Sunday 29 August 2010

千年女優/Sennen Jyoyuu/Millennium Actress


Judging from the fact that I got this DVD free in the goodie bag from Virgin Megastores’ Naruto Cosplay Event, I’m guessing Millennium Actress’s sales weren’t quite what they were hoped to be. Indeed, it got nothing near the amount of hype Kon Satoshi’s last film, Perfect Blue, managed to receive. And this is a shame, because Millennium Actress is not only an excellent and rather clever little film, but is in fact one of the best animated movies I have ever seen – and I’ve seen a fair few in my time.

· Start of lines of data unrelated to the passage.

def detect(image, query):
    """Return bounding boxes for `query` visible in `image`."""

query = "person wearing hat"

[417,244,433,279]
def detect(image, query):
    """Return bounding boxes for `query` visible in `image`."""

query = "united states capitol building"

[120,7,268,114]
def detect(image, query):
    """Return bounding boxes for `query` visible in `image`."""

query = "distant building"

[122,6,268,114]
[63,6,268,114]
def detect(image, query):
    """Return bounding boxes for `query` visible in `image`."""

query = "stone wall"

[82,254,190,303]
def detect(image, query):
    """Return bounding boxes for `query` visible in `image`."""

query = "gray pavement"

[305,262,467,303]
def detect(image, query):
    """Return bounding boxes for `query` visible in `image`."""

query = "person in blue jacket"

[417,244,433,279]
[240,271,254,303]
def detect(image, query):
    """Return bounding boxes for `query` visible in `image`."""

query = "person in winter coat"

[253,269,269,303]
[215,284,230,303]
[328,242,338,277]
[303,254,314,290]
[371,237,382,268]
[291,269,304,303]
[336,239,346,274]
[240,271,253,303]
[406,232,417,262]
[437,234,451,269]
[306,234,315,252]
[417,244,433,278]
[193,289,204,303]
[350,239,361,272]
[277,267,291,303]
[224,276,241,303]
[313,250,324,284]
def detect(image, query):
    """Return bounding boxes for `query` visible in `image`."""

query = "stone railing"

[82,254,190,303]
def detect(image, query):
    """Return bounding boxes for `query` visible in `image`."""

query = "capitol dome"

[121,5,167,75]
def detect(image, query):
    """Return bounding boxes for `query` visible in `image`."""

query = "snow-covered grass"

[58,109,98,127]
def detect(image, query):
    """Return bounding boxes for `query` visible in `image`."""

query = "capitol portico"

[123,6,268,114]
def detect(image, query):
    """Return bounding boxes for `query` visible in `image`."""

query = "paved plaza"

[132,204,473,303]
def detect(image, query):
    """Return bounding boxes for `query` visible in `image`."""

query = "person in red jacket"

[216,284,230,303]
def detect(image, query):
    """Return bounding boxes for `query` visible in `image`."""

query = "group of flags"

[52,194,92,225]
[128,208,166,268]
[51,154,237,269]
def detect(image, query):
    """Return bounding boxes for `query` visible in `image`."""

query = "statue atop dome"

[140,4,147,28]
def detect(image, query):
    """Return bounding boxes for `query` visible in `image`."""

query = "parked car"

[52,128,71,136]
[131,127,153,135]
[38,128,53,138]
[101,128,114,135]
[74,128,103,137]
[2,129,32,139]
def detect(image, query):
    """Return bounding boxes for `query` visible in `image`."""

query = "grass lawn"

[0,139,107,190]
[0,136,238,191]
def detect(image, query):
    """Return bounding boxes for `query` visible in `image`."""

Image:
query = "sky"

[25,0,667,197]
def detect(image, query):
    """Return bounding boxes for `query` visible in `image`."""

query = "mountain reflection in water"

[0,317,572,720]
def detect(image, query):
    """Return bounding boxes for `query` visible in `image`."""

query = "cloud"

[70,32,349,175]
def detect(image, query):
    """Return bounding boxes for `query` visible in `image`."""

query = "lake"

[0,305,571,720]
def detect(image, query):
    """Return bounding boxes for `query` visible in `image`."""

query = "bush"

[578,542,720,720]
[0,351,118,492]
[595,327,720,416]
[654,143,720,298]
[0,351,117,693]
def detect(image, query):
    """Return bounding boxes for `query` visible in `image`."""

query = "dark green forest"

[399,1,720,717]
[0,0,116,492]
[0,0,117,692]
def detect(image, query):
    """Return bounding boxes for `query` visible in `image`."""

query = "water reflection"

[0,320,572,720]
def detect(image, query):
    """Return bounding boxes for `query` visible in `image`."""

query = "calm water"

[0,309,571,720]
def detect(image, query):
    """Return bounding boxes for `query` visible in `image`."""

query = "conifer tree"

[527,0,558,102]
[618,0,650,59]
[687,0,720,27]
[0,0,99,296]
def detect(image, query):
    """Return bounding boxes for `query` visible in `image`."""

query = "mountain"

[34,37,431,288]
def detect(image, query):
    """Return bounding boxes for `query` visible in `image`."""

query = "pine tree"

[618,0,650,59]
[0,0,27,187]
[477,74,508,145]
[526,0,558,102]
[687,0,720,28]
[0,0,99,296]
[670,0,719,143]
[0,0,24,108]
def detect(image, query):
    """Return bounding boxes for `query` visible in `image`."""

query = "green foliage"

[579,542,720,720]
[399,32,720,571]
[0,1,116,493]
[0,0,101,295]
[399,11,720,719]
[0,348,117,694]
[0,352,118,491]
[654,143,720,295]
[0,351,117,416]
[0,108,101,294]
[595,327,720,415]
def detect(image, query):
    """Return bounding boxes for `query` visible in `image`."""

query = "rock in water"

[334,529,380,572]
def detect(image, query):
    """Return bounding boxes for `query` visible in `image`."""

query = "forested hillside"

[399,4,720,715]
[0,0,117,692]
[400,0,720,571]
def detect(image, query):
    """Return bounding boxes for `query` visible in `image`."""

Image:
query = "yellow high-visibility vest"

A documentary filmmaker and his cameraman seek out the reclusive actress Fujiwara Chiyoko, who disappeared from the public eye after becoming one of Japan’s premier actresses in the 40s, 50s and 60s. In a way that is far more like theatre than cinema, once Chiyoko starts to relate her life story, the filmmaker and his cameraman become enveloped in a flashback, able to see it and interact with it, with flashes of ‘reality’ returning at times to show us that really, Chiyoko is just re-enacting her story with the help of the director, who seems to have more of a connection to the fading actress than that of simple admirer. Because she was an actress, she steps into many of her past roles, her real life and that of her characters seeming to intertwine, allowing her to appear in a multitude of guises and the movie to take on a variety of styles, which is a joy to watch. We see all the great staples of Japanese cinema – the Kurosawa-like feudal samurai/ninja movies, the suppressed maiko in a geisha house, the apocalyptic war film, even a brief snippet of a Gojira-like monster rampaging – and throughout, Chiyoko is searching for her first love. It’s a bit far-fetched, this endless quest for a man Chiyoko knew as a teenager and remained in love with for her entire life, a bit like the cheesy love story in Memoirs of a Geisha, but the point was to have a simple plot strand that could carry the central concept of a girl stepping into a multitude of roles at different stages in her life, allowing us to see her grow older as well as adopting the costumes from many different periods, while around her the same motifs are repeated to various degrees of subtlety – the film director doing the same at her side, and a bit of level-headed comic relief being provided by the goofy cameraman.

Millennium Actress is a film-lover’s film, and to really enjoy it, it helps to be familiar with the kind of films that are popular enough in Japan for their settings to have seeped into public consciousness, the kinds that are always returned to for historical dramas, though a pretty general knowledge is enough – one doesn’t need to be able to spot Shinsengumi coats to understand a general time period. Animation fans also have much to admire, for while there are few displays of animation pyrotechnics (though they do exist), it’s in the little details that one can observe just how good MadHouse’s animation was here, in the girl slipping over while running and pushing herself back up, or the posture of a woman vacuuming.

The idea is simple and well-executed, the characters charming and the canvas uniquely both broad and intimate. The music is idiosyncratic and might make the film date badly, but works quite nicely. I recommend this film quite highly.